Quelques mois plus tôt.
Understadt.
C’est après avoir gravi l’escalier que tu arrives au palier. Une longue inspiration suivie d’un soupir du même acabit et tu poses ta main gantée sur la poignée avant d’ouvrir la porte. Quelques pas dans l’appartement pour te diriger vers la cuisine… et tu la vois le dos tourné.

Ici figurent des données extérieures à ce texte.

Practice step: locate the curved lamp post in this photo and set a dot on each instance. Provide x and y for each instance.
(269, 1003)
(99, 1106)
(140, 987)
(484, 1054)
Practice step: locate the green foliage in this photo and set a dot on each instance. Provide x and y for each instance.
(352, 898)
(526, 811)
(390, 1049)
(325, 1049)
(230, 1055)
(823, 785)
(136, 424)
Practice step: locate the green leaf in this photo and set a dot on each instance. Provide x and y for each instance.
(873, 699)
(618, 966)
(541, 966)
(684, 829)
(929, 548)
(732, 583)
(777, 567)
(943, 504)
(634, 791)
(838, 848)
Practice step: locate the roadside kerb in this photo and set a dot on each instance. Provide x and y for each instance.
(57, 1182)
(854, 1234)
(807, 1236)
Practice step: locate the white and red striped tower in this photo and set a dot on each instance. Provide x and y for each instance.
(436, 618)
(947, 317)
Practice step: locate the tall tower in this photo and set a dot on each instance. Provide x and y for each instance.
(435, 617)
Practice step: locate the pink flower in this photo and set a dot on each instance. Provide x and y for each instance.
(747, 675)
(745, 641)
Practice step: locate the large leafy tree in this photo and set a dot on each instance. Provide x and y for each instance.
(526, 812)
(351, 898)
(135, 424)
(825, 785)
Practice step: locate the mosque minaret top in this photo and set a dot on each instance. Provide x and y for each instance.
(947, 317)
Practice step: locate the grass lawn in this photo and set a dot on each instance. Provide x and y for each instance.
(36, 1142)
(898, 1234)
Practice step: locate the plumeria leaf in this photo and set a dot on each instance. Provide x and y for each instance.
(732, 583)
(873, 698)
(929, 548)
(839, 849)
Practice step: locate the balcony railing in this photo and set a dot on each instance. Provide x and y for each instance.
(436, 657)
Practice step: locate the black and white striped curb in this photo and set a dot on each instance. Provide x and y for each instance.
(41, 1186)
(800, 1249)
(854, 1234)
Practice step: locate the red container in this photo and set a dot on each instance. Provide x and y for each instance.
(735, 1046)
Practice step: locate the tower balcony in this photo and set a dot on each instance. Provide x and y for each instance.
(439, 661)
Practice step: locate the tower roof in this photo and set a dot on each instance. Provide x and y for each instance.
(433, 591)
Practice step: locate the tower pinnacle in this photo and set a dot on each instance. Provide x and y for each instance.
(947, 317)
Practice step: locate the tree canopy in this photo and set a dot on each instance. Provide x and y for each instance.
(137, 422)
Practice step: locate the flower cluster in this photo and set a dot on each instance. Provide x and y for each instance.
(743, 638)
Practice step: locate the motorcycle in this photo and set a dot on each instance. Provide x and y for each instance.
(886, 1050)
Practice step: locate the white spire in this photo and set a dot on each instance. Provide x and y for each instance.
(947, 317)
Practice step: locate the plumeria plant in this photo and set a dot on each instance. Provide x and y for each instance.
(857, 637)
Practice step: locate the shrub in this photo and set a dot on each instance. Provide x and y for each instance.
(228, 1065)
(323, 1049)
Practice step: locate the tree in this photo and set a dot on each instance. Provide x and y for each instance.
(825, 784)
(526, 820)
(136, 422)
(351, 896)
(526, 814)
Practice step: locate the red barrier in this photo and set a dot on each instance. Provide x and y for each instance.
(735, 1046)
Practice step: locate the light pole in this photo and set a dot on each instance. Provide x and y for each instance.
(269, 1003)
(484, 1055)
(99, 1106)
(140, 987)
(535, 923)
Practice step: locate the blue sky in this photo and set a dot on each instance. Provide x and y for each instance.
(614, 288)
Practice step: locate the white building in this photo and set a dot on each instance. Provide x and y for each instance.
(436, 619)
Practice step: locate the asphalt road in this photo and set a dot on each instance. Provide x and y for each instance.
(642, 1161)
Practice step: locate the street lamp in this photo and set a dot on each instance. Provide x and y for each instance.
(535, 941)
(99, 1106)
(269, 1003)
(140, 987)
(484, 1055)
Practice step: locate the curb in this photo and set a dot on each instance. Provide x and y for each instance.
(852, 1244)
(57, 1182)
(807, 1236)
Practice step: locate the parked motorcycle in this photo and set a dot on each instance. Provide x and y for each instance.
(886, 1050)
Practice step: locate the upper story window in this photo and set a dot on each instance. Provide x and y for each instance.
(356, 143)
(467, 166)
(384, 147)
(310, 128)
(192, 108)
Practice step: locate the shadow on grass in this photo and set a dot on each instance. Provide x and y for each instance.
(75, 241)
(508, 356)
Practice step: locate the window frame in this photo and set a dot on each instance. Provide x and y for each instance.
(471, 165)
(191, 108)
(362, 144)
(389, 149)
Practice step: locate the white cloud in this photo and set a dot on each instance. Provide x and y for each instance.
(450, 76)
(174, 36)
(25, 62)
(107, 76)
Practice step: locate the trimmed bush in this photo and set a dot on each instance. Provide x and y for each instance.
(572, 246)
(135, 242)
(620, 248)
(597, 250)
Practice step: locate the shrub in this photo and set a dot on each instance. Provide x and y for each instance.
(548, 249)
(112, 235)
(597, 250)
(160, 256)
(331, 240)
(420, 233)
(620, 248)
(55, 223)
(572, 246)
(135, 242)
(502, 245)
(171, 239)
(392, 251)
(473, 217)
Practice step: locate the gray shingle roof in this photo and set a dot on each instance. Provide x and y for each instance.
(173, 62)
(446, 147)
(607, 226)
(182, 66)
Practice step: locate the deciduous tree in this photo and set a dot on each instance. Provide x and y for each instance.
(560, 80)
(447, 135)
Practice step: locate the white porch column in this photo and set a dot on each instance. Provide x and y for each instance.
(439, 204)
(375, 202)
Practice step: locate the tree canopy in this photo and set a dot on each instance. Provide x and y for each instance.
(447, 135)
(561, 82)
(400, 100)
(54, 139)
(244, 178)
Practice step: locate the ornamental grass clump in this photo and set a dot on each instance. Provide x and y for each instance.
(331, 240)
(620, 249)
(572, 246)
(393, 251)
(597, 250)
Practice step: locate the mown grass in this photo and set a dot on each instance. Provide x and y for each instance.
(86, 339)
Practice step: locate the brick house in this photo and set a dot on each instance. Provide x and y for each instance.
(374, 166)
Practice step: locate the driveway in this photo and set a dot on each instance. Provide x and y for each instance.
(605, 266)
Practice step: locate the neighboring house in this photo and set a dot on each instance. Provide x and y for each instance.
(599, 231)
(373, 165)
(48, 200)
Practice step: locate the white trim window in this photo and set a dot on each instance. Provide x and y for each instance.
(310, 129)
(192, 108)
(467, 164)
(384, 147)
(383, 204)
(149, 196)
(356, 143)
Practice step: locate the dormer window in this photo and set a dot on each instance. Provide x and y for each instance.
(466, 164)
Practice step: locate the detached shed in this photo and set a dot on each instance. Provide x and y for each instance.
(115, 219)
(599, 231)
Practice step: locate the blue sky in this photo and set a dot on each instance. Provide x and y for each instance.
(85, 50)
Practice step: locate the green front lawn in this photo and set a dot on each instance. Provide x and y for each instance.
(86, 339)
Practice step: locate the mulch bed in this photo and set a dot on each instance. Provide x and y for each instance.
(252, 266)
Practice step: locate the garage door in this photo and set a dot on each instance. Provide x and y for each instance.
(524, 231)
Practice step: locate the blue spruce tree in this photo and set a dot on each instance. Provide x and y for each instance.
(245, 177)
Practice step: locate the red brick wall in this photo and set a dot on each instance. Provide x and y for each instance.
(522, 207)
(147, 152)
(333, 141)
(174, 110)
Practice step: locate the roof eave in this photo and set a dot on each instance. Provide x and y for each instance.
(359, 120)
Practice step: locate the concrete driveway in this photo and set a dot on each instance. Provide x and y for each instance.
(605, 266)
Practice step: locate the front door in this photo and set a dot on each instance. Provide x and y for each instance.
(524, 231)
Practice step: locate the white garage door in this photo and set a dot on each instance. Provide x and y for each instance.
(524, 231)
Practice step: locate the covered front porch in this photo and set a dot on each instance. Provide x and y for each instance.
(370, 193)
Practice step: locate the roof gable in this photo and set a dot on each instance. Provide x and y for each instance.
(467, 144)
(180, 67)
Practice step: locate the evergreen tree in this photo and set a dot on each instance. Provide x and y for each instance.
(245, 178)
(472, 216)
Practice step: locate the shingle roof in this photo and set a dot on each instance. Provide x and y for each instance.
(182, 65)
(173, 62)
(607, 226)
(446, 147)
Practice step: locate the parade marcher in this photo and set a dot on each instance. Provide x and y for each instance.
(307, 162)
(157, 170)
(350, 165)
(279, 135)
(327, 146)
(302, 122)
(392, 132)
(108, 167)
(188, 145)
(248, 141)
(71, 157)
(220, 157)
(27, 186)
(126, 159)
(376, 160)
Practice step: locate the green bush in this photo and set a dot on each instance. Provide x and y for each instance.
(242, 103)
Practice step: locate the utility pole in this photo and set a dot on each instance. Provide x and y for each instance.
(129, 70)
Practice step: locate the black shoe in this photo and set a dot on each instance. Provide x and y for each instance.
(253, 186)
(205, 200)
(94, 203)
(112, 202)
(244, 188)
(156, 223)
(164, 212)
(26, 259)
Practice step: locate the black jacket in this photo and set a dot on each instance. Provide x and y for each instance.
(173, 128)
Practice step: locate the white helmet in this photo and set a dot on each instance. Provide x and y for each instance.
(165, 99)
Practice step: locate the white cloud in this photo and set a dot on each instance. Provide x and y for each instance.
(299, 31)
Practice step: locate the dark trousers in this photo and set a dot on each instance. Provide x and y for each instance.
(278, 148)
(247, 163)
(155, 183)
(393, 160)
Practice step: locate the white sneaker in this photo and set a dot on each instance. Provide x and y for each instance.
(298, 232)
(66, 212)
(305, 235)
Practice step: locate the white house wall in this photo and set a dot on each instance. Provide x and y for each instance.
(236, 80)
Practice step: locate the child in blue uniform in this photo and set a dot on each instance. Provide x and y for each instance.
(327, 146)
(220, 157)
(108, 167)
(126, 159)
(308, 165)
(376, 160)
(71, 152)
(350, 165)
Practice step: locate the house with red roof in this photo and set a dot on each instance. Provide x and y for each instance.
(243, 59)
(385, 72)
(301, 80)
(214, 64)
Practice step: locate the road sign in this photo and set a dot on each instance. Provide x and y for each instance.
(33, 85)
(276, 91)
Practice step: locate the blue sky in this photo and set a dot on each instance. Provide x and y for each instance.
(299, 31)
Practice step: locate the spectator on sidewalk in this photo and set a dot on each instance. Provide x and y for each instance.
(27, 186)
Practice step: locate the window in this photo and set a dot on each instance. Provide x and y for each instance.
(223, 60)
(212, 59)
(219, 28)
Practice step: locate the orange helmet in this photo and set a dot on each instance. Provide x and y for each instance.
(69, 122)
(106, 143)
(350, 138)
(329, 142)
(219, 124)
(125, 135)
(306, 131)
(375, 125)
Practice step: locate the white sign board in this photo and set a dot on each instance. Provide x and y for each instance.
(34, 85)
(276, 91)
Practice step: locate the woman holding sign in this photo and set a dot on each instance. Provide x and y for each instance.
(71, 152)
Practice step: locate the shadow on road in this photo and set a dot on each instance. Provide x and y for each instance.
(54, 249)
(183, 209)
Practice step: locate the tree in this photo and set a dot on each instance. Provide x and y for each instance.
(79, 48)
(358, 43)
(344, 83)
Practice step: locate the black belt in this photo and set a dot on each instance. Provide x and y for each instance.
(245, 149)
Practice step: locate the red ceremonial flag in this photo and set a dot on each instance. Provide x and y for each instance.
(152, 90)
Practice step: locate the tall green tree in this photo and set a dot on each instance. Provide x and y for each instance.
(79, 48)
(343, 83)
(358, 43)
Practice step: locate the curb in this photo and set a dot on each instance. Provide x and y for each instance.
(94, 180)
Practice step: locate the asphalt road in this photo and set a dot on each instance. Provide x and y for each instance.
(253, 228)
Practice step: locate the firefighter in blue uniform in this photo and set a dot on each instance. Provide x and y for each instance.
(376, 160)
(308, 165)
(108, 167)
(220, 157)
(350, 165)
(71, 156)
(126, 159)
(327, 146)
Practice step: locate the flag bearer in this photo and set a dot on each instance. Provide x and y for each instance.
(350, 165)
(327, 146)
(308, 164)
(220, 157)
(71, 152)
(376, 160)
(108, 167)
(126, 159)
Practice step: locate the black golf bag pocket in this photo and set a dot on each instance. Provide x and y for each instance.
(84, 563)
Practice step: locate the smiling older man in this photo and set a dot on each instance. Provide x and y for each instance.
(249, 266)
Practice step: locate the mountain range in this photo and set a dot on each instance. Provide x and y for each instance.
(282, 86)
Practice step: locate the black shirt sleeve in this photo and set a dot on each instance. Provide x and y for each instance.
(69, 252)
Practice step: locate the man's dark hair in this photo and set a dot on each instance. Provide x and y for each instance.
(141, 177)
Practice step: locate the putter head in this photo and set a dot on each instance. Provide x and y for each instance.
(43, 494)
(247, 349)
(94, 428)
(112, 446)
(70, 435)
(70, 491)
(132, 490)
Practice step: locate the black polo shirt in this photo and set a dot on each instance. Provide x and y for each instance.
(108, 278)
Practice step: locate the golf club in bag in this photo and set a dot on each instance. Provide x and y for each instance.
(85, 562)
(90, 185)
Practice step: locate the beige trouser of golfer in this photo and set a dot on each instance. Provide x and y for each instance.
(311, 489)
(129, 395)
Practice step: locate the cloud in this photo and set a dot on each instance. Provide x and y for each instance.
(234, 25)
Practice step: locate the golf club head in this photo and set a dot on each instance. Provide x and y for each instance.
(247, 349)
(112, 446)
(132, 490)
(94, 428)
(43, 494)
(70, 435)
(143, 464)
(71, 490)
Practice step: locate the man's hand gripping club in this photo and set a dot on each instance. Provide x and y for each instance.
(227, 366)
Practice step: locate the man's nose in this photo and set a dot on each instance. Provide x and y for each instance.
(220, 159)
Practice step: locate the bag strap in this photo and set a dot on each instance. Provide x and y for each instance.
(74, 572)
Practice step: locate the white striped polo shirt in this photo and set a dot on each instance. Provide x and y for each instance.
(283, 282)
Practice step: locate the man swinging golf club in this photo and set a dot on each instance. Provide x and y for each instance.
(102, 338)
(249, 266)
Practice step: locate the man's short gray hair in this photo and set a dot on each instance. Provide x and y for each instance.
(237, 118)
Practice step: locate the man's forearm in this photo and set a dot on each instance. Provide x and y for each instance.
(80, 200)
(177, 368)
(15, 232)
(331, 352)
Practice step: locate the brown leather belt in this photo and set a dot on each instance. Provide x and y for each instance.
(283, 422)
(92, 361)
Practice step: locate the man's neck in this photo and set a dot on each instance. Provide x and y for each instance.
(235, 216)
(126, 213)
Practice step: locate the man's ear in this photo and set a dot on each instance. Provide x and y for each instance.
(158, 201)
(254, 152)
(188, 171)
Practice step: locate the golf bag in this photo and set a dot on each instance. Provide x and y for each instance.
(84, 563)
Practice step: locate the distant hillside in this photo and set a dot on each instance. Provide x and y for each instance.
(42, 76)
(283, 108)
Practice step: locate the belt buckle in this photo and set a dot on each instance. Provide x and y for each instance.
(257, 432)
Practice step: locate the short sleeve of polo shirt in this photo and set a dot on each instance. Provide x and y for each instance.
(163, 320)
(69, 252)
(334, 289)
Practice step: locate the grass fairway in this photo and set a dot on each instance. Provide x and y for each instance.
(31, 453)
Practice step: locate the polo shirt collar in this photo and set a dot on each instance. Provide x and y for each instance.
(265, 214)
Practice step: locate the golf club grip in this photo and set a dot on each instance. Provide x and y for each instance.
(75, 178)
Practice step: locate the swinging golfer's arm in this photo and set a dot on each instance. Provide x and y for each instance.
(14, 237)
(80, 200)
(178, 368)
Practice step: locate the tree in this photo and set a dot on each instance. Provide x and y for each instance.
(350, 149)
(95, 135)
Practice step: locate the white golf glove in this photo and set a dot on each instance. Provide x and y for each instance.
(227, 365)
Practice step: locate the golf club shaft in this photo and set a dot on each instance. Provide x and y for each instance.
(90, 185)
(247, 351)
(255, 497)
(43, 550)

Sa longue chevelure ébène qui repose le long de ses épaules, sursaute au moindre mouvement qu’elle fait. Tu retires tes gants pour les poser sur la table, pendant qu’elle t’accueille d’un éclat de voix :
— Aki ?!
Aki. C’est comme ça qu’elle t’appelle, ta jumelle. Elle n’a jamais utilisé une seule fois ton prénom entier… ne supportant pas l’idée de t’appeler comme votre mère le faisait. Le seul fait d’évoquer qu’elle a existé est proscrit.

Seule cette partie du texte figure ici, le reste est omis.